Feb 18, 2014

Apache Lucene: Then and Now, Java User Group meetup at Twitter HQ





Meetup.com - Apache Lucene: Then and Now

This time, Doug Cutting (@cutting) talked about the history of Apache Lucene and how Apache Lucene is used for the implementation of Internet search engines and local, single-site searching in major tech companies like Linkedin or Twitter. He also mentioned this project is integrated with Hadoop and still evolving.

Doug Cutting (@cutting) is the founder of numerous successful open source projects, including Lucene, Nutch, Avro, and Hadoop. Doug joined Cloudera in 2009 from Yahoo!, where he was a key member of the team that built and deployed a production Hadoop storage and analysis cluster for mission-critical business analytics. Doug holds a Bachelor’s degree from Stanford University and sits on the Board of the Apache Software Foundation. (cited from Meetup.com

His talk is based on the following blog entries.


As you see, his roles in his company (Cloudara) is the implementation of the new open source project, Blur.
Blur is an Apache Incubator project that provides distributed search functionality on top of Apache Hadoop, Apache Lucene, Apache ZooKeeper, and Apache Thrift. When I started building Blur three years ago, there wasn’t a search solution that had a solid integration with the Hadoop ecosystem.

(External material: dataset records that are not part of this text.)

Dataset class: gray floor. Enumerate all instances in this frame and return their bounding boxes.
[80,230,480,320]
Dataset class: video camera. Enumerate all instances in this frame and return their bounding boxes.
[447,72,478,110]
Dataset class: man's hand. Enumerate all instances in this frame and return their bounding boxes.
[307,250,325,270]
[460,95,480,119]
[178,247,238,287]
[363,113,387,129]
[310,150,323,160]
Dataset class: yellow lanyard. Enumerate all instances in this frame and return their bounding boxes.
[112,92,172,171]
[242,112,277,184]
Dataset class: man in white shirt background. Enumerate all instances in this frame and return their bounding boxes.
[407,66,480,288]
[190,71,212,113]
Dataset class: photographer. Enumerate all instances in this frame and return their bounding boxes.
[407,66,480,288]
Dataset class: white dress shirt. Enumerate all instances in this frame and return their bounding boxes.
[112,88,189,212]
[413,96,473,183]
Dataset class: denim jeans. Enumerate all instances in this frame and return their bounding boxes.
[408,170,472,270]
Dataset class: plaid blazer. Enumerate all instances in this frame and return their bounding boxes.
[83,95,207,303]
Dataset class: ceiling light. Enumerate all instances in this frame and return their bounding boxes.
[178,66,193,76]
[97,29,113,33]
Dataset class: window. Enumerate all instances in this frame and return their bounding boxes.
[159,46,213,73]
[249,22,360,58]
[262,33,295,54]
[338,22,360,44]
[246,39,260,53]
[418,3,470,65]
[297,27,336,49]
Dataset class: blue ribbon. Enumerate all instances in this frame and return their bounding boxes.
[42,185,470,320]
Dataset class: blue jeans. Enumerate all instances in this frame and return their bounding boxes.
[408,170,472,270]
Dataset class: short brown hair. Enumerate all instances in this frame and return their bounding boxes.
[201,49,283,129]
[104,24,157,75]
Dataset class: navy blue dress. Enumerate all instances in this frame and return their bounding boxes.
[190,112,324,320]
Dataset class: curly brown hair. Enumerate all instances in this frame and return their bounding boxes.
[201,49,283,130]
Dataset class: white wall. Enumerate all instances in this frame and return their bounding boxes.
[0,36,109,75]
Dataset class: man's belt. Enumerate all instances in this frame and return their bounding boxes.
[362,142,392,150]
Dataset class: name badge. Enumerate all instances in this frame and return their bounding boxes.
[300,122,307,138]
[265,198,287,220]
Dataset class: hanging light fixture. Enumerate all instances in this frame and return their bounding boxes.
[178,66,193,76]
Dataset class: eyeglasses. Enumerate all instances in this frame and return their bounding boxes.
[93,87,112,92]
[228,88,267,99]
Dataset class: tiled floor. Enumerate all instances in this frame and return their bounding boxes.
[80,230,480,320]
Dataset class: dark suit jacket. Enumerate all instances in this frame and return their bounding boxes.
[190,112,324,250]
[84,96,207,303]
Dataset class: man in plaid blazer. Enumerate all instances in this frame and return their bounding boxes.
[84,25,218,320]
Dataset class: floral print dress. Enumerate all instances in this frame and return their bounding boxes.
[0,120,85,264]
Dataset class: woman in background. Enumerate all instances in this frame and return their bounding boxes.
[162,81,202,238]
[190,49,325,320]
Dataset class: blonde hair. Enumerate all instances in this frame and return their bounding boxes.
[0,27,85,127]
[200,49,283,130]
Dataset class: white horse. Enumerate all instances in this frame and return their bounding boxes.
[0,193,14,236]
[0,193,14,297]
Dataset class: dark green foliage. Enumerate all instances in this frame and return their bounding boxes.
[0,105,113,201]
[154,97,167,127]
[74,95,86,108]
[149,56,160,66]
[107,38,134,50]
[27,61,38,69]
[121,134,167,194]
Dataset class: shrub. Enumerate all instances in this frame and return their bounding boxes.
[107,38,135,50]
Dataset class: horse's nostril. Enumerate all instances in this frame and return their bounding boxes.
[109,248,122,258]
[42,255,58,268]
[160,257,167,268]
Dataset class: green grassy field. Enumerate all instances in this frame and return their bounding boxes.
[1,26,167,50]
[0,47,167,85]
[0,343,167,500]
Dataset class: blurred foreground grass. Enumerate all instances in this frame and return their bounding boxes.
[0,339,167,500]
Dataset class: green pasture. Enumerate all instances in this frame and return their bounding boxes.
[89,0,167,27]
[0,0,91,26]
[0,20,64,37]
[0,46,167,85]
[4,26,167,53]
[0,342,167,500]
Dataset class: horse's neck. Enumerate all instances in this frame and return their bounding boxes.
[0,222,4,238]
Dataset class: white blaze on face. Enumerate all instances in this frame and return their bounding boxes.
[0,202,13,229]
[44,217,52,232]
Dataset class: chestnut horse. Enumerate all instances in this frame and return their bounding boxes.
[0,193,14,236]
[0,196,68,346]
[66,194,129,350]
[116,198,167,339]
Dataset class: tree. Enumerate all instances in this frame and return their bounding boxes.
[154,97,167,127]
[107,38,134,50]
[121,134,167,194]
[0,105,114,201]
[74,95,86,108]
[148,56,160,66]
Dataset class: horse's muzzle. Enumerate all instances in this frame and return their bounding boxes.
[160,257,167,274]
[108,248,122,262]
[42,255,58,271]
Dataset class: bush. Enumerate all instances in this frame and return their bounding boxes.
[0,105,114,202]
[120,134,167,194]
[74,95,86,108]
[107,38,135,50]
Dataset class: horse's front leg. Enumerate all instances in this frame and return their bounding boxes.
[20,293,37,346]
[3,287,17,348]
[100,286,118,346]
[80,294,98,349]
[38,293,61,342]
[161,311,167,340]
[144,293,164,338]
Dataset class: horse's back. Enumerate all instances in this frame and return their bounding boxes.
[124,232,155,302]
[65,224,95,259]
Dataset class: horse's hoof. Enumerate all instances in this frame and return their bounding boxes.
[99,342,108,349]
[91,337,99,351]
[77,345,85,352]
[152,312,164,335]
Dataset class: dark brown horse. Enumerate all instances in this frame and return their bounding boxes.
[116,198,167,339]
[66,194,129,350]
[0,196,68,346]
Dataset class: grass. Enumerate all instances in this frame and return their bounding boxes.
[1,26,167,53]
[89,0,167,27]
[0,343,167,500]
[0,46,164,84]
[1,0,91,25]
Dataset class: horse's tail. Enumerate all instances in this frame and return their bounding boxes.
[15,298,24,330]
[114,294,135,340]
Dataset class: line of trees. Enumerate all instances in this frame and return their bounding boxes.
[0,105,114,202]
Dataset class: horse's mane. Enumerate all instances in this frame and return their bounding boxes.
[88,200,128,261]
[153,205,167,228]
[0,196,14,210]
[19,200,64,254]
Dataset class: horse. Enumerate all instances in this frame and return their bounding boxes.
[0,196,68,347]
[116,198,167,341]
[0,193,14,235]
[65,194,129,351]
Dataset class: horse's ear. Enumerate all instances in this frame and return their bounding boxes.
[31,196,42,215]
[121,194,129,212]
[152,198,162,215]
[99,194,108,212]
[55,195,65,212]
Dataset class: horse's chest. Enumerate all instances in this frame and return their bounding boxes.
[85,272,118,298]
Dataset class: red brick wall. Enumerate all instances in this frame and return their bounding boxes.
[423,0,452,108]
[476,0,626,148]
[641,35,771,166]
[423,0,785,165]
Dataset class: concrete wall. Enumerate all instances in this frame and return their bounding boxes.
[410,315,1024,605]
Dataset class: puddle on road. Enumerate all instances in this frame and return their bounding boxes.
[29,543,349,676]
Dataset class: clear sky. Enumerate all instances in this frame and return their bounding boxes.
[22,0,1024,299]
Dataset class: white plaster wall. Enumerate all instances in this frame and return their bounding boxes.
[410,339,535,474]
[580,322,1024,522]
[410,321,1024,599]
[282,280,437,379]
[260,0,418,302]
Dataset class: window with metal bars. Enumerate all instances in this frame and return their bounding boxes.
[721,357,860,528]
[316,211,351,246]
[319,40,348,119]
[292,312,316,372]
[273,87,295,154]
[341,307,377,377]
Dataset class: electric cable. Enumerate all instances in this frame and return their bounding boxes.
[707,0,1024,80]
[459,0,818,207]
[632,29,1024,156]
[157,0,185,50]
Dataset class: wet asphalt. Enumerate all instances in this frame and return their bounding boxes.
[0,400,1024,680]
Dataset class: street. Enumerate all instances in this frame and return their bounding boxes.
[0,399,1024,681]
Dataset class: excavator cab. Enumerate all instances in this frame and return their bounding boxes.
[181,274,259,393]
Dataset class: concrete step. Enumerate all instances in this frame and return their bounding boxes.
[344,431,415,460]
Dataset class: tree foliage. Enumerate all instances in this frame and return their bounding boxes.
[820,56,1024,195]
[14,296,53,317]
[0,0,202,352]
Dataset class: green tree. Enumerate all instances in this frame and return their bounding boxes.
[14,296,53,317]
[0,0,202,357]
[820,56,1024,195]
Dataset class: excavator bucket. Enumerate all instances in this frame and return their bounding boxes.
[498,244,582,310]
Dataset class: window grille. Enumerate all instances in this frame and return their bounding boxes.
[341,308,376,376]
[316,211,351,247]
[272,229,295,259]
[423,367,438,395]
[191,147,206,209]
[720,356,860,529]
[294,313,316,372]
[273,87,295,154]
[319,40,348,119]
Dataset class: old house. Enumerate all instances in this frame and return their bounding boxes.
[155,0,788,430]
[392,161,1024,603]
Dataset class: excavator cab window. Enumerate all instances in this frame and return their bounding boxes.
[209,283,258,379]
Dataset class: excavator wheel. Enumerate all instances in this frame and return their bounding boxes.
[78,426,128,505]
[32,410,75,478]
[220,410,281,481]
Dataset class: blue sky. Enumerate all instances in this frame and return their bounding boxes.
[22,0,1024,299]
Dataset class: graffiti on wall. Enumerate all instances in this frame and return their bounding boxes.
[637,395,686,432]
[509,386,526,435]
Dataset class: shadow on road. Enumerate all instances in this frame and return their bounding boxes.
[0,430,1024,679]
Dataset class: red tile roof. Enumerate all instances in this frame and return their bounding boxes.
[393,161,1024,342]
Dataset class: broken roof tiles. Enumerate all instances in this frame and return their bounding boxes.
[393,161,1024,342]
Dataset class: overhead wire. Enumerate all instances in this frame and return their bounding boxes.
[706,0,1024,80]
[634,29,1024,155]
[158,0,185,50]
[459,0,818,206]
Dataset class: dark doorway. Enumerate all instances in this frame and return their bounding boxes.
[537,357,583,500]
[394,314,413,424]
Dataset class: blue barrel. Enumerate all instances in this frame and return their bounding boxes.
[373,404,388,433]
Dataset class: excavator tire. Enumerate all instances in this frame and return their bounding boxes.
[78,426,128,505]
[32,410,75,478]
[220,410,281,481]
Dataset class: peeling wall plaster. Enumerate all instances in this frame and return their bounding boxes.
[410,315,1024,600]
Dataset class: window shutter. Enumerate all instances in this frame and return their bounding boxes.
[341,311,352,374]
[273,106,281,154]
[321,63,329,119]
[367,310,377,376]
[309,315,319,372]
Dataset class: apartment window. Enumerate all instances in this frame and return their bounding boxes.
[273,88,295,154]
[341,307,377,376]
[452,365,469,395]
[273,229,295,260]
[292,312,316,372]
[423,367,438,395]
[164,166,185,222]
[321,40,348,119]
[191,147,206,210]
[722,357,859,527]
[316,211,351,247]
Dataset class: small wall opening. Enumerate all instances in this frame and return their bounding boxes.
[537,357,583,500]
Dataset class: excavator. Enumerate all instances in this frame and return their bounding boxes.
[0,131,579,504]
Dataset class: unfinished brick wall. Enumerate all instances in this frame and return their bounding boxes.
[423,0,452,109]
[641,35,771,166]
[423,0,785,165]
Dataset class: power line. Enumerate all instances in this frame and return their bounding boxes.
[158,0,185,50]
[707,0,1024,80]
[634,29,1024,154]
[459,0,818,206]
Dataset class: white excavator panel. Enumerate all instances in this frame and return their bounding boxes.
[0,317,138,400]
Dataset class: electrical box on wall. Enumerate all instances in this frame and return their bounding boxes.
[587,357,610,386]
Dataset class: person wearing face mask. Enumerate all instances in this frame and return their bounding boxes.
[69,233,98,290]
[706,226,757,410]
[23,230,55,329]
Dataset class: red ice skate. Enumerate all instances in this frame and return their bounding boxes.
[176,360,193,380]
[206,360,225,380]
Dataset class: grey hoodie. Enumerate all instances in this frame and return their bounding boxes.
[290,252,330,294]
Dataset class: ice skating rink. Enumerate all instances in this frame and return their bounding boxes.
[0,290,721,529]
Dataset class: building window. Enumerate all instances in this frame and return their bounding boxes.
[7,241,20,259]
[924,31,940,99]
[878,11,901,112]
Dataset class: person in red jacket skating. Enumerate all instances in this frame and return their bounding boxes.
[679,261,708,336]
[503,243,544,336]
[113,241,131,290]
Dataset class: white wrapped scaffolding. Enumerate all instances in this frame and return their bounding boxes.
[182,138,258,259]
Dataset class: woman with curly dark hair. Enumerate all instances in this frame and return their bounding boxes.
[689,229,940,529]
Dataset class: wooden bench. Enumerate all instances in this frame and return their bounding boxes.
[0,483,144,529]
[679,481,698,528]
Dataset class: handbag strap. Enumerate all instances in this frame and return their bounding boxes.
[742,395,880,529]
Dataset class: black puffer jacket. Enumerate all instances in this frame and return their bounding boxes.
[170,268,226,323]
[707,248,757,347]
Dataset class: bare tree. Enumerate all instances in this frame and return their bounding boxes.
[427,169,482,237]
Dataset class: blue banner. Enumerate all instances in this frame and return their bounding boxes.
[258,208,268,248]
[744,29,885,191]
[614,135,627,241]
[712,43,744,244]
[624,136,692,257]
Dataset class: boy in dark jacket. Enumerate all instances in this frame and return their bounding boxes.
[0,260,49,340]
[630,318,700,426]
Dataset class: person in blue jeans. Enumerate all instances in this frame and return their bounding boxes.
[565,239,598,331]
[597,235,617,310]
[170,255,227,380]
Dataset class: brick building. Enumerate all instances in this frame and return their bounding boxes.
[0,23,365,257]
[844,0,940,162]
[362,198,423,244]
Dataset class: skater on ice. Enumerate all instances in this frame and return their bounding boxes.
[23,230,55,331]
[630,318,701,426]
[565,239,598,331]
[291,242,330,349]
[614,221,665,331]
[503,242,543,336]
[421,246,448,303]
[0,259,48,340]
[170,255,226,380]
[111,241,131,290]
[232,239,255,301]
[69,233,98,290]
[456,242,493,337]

Our initial needs were to be able to index our data using MapReduce, store indexes in HDFS, and serve those indexes from clusters of commodity servers while remaining fault tolerant. Blur was built specifically for Hadoop — taking scalability, redundancy, and performance into consideration from the very start — while leveraging all the great features that already exist in the Hadoop stack. (cited from blog.cloudera.com)
And Cloudera is providing a better way for non-programming users interact with Hadoop data.
In the context of our platform, CDH (Cloudera’s Distribution including Apache Hadoop), Cloudera Search is another framework much like MapReduce and Cloudera Impala. It’s another way for users to interact with Hadoop data and for developers to build Hadoop applications. Each framework in our platform is designed to cater to different families of applications and users (cited from blog.cloudera.com)
 See Cloudera blog for more details.

It seems that there are meetup of Java user group in SF once or twice a month. I am planning to continue joining meetup.